For home builts:
This is a practical size, and a proven design: http://www.scoraigwind.com/
This is bigger, and not too many have been built: http://prairieturbines.com/index.htm
Otherpower, mentioned above, is a good site. Home Power magazine has frequent articles on home-sized wind genrators. http://www.homepower.com/
I would say that anything under 1kw or under 8 to 10 foot blade diameter is a "toy" and the costs of a proper tower become a larger proportion of the cost of the system. Beware of anyone telling you that you can mount a wind machine on a roof.
I have been using a 1940s vintage Jacobs machine since 1978 or so. It has 14 foot diameter blades, and the generator itself weighs about 400 pounds. It is on a 60 foot tower, which is about 40 feet shorter than I would like. Also, our current location isn't as windy as the place we used to live, so we get 100 to 150 kw-hrs a month from the generator.
The tower and generator are another 250 feet up the hill from where the people in the picture are standing.
I wish I could find it now, but one of the coolest looking micro-wind ideas I can remember seeing was somewhere in Asia (I think) It was basically a greenhouse with parts of the wall removed and replaced with thousands of intermeshing plastic turbines (about 2-3" diameter) that had a gear-ring around the outer edge. The gears all meshed up with all the others around them, and in turn turned several generators around the periphery. The idea was that the greenhouse could make a "wind" by creating a temperature differential pretty much any time of year, plus it could be used to grow crops.
Savonius turbines seem to have this aura of badness around them... Not that they don't extract power, but every time I read about them - someone else knocks it down for efficiency... I think they're pretty cool in that you can take a stick, pringles can and small motor from a dumpster and produce power. Sure, it's a small amount, but at a cost of free
I saw those micro turbines on the Makezine blog a few months ago Totally cool, until someone suggested setting them up next to roads in otherwise windless areas
Time is the best teacher. Unfortunately it kills all its students.

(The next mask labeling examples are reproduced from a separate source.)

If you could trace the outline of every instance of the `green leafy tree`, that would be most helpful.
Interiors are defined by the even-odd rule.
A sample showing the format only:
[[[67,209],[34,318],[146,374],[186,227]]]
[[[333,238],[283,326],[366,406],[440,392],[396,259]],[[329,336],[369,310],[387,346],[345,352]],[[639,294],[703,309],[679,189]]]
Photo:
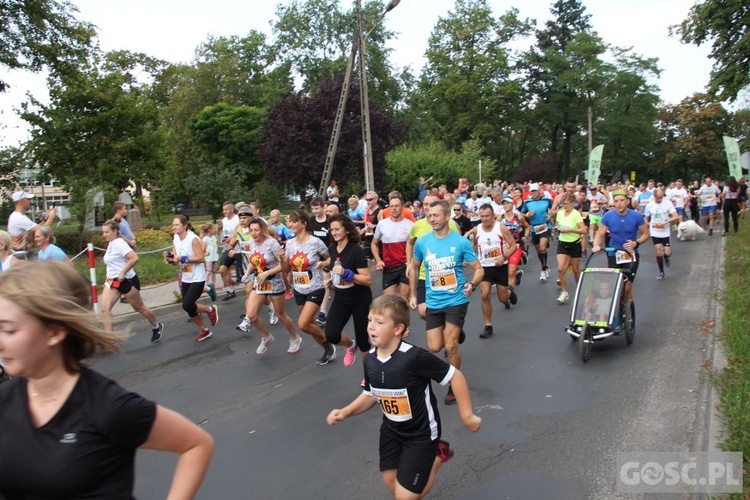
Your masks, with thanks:
[[[734,101],[750,85],[750,3],[745,0],[704,0],[690,8],[680,25],[671,28],[683,43],[711,42],[714,60],[709,90],[720,100]]]
[[[94,27],[76,19],[68,1],[0,1],[0,68],[38,72],[55,77],[75,72],[85,62]],[[0,79],[0,92],[8,84]]]

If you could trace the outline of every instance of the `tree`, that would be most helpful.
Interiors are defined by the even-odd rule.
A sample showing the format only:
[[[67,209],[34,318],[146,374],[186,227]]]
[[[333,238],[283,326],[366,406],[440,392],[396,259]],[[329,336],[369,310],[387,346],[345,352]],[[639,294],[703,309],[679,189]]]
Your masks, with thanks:
[[[96,34],[75,18],[78,9],[55,0],[0,1],[0,68],[67,75],[85,61]],[[0,79],[0,92],[7,90]]]
[[[343,75],[324,82],[314,94],[290,92],[268,109],[268,125],[262,132],[258,158],[266,177],[279,187],[291,186],[304,192],[318,186],[323,175],[326,151],[333,130]],[[391,114],[370,103],[373,172],[384,176],[385,154],[402,134]],[[362,132],[358,84],[352,84],[346,103],[332,179],[342,190],[362,185]]]
[[[712,41],[714,60],[709,90],[719,100],[734,101],[750,85],[750,3],[704,0],[690,8],[687,19],[671,28],[683,43]]]

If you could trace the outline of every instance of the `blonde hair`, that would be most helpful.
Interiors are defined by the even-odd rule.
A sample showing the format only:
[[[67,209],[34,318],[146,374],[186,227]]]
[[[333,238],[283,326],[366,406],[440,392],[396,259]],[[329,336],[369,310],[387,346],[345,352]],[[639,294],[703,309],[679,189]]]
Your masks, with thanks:
[[[80,371],[84,361],[105,352],[121,352],[124,335],[107,332],[91,310],[90,286],[69,264],[29,262],[0,274],[0,297],[40,322],[65,329],[65,368]]]

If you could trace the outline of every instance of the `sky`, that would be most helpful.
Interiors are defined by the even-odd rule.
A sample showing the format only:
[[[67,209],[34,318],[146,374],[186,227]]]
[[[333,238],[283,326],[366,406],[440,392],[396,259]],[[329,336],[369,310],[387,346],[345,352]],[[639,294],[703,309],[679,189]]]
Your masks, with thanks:
[[[340,0],[343,8],[354,0]],[[590,23],[602,39],[614,46],[633,47],[644,57],[656,57],[661,77],[652,82],[660,88],[662,100],[677,104],[708,83],[710,47],[683,45],[669,36],[669,26],[679,24],[695,0],[583,0]],[[251,29],[263,31],[271,39],[270,21],[276,5],[289,0],[216,0],[209,4],[196,0],[72,0],[78,17],[97,26],[103,50],[125,49],[173,62],[189,63],[195,48],[212,36],[246,35]],[[384,0],[385,3],[385,0]],[[519,16],[537,20],[543,26],[551,16],[552,0],[488,0],[499,16],[517,7]],[[410,66],[418,72],[425,63],[423,54],[435,23],[453,9],[454,0],[401,0],[384,19],[396,33],[389,47],[391,62]],[[30,92],[46,96],[42,76],[23,72],[2,73],[10,92],[0,93],[0,147],[17,145],[27,137],[26,125],[15,116],[14,108]]]

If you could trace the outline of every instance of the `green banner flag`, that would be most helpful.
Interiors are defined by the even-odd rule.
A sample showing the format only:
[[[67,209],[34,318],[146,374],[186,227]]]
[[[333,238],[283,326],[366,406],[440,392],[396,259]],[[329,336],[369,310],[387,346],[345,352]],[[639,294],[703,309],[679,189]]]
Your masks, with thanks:
[[[724,136],[724,150],[727,153],[727,164],[729,175],[735,179],[742,178],[742,166],[740,165],[740,146],[731,137]]]
[[[586,179],[589,184],[598,184],[599,175],[602,173],[602,152],[604,151],[604,144],[600,144],[591,150],[589,154],[589,171],[586,174]]]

The Savonius has my attention primarily due to the vast degree of scalability. One could be installed by itself, and sucessive ones could be installed right next to the last, increasing the effective efficiency of each by roughly 25% through vortex effect on it's neighbor. Likewise, they could be mounted virtually anywhere and sized to suit.
I see a glaringly obvious place for these things in hydro-power. Mounted along the dam line which could act as a natural funnel, there is allot of untapped potential along any lake that regularly gets windy. Similarly, right at the peak of the roofline would be the ideal place to mount them on a home.